Hib. I just joined this site and Im so excited that this forum exists. I have been in and out of AA for many years. I am 60 years old woman who had been sober for almost 10 yrs with the help from my higher power and the fellowship of AA. I lost my sobriety when my mom got suddenly sick in 2013. I got away from meetings and could not handle the loss of my mother. I started out drinking occasionally and talked myself into that I could be a social drinker. Then last August I lost my brother who was 54 yrs old to liver and bone cancer. That is when I felt my drinking started to escalate. I could not handle the grief. My father in law of 35 years passed this past April and he was like a father to me. Again could not handle the grief. Just to back up I did have myself admitted to a hospital in February for 10 days and went through an outpatient rehab program. I went back to my AA meetings and managed to stay sober for 8 weeks. My husband and I went on vacation inMay and I fell no alcohol involved and ruptured my Achilles' tendon and just had had surgery a few weeks ago. I am in a cast for 6 weeks. Still I managed to get alcohol delivered to me. To make thing real . I have one son and he is getting married in 7 weeks. He has told me in no uncertain terms that if I do not get my act together I will not be able to attend his wedding. My husband and I are paying for 1/2 the wedding and my son is paying for the other half. I had my last drink last Thursday. I am so tired of the lying the guilt,the sneaking . My husband has stuck by my side has been there for me through all this disarray. I am glad I found this online as it is hard for me to get to meetings in my current situation. My husband is going to take me to a meeting later this afternoon. I have been praying and want to go back to the person I used to be. I'm so tire of this charade. Any insight or help will be welcomed and thank you all in the fellowship
Welcome to this forum, M61. You've got a lot on your plate.

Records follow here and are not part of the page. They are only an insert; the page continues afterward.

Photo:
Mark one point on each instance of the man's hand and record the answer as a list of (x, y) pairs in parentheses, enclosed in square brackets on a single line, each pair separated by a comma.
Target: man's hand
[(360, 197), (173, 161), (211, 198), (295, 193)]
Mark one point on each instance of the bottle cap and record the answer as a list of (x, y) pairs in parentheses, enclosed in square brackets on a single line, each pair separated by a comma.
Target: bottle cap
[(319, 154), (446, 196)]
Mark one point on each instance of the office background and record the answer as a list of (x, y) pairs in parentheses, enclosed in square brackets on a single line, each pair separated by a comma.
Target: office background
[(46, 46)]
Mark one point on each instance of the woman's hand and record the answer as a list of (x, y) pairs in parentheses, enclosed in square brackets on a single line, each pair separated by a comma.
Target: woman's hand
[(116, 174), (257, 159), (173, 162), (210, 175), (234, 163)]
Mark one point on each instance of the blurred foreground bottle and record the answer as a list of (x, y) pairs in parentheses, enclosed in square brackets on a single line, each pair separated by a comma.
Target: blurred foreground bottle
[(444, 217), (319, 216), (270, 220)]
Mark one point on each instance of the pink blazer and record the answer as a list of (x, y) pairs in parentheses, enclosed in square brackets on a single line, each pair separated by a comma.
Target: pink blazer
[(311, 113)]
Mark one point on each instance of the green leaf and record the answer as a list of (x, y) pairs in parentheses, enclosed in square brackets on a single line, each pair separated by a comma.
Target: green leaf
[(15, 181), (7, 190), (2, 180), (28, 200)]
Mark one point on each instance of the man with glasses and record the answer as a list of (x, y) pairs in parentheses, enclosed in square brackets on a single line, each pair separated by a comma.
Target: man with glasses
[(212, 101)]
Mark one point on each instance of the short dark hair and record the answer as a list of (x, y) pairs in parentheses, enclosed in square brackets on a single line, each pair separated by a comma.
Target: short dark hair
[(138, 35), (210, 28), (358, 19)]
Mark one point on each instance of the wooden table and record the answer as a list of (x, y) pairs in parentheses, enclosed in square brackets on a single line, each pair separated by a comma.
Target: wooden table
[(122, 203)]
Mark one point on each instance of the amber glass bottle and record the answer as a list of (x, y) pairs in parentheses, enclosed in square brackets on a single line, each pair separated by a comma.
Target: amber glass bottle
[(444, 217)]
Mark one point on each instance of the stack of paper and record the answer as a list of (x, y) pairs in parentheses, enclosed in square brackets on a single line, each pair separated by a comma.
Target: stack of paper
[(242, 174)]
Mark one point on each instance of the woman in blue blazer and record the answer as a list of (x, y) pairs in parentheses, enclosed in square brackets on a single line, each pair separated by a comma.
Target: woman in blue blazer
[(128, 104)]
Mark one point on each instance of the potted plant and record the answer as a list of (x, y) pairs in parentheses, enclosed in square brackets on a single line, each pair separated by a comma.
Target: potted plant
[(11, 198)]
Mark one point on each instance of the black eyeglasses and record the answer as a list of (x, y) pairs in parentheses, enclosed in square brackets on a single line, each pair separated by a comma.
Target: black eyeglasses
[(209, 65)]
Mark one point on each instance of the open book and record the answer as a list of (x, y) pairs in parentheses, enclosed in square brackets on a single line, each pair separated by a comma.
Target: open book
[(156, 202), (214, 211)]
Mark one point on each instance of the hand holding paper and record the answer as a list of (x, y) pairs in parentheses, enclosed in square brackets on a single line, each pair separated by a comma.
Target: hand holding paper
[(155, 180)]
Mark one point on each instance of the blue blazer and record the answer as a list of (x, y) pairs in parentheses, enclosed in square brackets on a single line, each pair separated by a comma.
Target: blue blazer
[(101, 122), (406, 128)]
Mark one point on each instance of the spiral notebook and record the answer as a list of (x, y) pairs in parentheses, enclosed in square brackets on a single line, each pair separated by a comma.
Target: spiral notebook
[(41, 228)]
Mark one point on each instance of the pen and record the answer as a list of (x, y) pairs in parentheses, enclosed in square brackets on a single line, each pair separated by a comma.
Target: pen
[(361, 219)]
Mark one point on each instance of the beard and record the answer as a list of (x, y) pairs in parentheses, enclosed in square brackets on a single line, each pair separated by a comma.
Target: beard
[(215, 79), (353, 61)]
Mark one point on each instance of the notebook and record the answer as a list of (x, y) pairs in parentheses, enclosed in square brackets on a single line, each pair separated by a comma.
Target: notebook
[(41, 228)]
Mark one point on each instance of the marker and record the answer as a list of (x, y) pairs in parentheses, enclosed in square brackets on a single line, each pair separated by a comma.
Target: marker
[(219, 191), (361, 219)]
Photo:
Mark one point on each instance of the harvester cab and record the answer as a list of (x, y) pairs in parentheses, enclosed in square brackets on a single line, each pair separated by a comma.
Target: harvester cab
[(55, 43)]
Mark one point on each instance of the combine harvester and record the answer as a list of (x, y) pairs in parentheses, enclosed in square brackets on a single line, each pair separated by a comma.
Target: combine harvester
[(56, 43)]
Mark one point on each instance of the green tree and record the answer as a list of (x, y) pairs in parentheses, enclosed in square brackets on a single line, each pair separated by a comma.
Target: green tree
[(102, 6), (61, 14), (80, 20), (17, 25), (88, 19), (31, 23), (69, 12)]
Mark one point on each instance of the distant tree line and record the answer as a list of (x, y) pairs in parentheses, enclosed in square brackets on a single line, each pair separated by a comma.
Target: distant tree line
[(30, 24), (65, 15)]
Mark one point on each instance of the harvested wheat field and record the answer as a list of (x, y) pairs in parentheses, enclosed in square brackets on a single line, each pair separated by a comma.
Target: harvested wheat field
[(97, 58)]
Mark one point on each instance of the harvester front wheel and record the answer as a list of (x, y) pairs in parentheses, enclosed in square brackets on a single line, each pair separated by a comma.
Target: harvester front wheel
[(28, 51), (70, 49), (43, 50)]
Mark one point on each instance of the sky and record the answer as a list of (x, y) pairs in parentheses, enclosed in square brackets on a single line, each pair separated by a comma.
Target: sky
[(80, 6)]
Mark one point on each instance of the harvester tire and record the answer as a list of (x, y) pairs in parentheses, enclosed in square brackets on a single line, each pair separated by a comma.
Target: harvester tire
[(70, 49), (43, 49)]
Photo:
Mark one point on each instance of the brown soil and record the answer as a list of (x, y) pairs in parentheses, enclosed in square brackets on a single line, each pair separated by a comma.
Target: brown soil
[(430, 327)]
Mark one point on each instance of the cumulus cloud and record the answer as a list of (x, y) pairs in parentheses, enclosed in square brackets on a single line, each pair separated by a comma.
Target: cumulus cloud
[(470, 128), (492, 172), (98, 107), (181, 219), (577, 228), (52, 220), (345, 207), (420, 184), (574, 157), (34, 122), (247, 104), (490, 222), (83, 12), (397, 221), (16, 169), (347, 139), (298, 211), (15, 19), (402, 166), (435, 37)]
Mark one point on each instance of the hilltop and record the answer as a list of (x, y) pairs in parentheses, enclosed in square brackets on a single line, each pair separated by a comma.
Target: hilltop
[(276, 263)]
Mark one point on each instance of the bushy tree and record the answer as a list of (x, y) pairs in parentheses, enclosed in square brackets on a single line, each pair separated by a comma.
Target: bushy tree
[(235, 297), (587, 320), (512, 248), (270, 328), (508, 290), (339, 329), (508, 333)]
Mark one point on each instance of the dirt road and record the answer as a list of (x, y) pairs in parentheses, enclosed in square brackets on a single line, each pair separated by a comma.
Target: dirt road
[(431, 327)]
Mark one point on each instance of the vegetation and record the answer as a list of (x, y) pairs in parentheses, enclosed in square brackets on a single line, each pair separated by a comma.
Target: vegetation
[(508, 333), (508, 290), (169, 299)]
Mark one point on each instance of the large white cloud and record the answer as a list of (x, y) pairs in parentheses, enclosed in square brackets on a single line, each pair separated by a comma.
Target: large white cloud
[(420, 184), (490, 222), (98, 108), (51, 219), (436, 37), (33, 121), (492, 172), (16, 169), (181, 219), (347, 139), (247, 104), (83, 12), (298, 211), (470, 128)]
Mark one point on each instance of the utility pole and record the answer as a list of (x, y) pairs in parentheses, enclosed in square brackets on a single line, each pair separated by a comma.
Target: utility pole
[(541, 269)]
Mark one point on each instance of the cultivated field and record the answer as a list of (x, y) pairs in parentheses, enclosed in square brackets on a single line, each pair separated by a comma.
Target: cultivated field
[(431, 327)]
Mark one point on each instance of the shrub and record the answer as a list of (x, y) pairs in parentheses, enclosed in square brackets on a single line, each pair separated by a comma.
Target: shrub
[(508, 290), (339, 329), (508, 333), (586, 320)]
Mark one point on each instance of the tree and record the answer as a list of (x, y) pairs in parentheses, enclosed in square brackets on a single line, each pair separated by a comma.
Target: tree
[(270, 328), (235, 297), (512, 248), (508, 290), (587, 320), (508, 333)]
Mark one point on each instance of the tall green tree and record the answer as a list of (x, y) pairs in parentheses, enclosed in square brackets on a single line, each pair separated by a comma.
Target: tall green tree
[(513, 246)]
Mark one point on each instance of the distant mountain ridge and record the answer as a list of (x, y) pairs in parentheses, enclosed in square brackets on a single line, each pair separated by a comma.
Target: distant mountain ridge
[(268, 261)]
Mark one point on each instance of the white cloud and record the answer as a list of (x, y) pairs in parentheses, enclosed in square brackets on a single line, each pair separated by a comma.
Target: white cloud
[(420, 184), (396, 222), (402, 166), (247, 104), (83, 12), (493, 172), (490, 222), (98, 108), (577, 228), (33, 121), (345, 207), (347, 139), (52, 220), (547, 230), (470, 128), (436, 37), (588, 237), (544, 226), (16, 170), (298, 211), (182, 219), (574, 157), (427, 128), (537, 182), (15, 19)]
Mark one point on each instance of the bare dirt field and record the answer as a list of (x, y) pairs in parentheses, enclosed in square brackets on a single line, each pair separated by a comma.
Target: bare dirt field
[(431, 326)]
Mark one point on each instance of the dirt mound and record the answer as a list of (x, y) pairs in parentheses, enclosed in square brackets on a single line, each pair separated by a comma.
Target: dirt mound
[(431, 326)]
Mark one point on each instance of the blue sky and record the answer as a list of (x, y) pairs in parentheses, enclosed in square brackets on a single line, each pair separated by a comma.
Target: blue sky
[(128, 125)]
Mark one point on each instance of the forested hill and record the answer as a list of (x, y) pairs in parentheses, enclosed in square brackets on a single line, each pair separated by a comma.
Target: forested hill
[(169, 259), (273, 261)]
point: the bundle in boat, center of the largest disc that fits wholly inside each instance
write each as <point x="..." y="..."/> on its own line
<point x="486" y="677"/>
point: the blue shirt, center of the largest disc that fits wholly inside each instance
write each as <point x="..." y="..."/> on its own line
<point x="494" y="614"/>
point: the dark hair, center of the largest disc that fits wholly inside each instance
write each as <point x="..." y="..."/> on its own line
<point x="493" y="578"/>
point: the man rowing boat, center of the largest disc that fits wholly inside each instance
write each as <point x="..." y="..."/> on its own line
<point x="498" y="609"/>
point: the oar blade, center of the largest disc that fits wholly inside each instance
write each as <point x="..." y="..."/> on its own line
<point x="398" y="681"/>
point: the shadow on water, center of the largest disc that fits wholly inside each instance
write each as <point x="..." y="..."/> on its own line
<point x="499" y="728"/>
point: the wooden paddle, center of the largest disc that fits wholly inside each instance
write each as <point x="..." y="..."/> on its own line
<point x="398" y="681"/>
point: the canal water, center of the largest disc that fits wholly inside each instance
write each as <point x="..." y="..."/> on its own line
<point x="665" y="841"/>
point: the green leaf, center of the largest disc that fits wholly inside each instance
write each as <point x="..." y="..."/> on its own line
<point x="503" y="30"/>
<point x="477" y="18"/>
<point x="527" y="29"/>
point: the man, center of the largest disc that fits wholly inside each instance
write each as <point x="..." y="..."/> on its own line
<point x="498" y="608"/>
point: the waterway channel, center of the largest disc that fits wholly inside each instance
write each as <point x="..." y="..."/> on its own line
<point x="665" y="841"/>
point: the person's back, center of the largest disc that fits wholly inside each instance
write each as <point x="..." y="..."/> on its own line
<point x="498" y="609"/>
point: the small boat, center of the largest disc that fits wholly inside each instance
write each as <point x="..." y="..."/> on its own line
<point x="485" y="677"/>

But you have hope--that things will get better....as long as you don't drink.
Stay connected to AA and people in AA. Go to your meeting and then come back here and let us know how it went. We can help. We've been through all the stuff you have been through...
Great job on still having enough money left over to pay for half a wedding. Lord knows many of us (if we started drinking again) would spend every penny and burn every resource imaginable.